E&P Plus: How are the data and pressure readings used?
Guest: The data and pressure readings are run through our machine learning platform and algorithms, and that provides an understanding of fracture geometry and response volumes. It’s then used to gain information and test hypotheses on a pad in a formation, and it can help to inform optimal well spacing, whether wells with fewer stages will perform as efficiently as those with more. And it can predict how long fractures will remain open and help to mitigate depletion issues.
“There is a thorough review and quality control process for the data we ingest. If any issues are identified, we’ll work with the operator up front to make sure that we fix those.”
—Ryan Guest, Well Data Labs
E&P Plus: Do you need the datapoints to be cleaned or quality control-checked before your analysis?
Guest: There is a thorough review and quality control process for the data we ingest. If any issues are identified, we’ll work with the operator up front to make sure that we fix those. Among the most critical steps is ensuring that we have accurate time synchronization of the various gauges, because you’ll have some that are on the monitor well, as well as gauges that are monitoring the treatment wells themselves. We want to make sure that that’s synched up, and we want to make sure that the frac parameters are clear and set and that we’re selecting the appropriate smoothing method.
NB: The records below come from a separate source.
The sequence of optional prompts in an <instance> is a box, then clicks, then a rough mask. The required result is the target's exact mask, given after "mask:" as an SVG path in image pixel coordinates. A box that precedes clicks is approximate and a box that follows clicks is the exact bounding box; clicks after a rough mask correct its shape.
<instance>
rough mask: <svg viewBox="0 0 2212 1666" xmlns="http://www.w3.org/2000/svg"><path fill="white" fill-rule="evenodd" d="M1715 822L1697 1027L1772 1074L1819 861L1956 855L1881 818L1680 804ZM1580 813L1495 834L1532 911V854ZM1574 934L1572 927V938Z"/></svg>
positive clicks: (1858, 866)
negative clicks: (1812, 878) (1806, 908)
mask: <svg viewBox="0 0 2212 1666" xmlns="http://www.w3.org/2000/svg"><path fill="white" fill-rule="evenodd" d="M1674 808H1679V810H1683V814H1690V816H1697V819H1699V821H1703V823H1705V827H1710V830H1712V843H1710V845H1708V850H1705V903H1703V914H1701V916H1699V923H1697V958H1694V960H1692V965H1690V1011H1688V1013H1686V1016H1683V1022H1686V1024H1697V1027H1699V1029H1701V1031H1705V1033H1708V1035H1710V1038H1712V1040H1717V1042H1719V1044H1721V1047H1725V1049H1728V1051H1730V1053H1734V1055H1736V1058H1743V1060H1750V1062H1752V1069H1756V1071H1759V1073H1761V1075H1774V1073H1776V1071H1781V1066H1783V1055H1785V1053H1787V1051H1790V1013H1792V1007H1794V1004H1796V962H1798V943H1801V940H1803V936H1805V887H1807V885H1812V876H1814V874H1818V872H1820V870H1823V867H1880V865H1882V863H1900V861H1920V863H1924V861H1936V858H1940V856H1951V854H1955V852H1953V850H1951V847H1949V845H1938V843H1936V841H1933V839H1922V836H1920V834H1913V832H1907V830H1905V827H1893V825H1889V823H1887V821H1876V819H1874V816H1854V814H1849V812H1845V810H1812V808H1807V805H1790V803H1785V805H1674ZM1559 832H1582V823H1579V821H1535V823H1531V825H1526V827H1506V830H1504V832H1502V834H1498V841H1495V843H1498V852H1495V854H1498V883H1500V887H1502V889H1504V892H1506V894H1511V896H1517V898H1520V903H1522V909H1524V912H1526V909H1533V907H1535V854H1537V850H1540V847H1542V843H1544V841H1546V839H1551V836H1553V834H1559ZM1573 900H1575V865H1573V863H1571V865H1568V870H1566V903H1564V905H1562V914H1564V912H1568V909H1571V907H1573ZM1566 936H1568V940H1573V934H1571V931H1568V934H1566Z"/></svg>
E&P Plus: What made this technology possible now versus before?
Lowe: Devon has invested heavily in the tools and the processes that speed up the analysis described. When you marry that investment with tools, the engineering talent and the discoveries, they seem to be coming much faster than we’ve seen before. Specifically, several years ago we decided as a company that we were going to collect and stream all of our frac data from our well sites into our own proprietary systems. That forced us to build out the tools and the processes to have good quality data that we could do analysis around.
E&P Plus: Is there a recommended ratio between monitor wells and producing wells?
Haustveit: One monitor can monitor multiple offset wells, but to the number, the more we can get, the better. But it’s really based on the goal of the project. If it’s to be focused on a depleted area, and you’re trying to understand the asymmetry, you may only need one monitor well. If you’re trying to understand the impacts of vertical staggering and multi-vendor developments, it’s best to have a monitor in one or more benches to understand height from a treatment well up or down into a different bench. So it’s tough to put a single ratio on it.
E&P Plus: What further improvements or refinements are planned or in process?
Haustveit: The next big advancement operationally is using a zipper operation, using two wells and creating a sealed wellbore in each well as we zipper by, either setting a different type of plug or ball in place, which we normally do to set a plug, [and] we have our frac ball on top of the plug. We can pressure up on it and then create a sealed wellbore above that plug. That’s going to be a big step forward because it’s going to open the door for a lot more monitoring.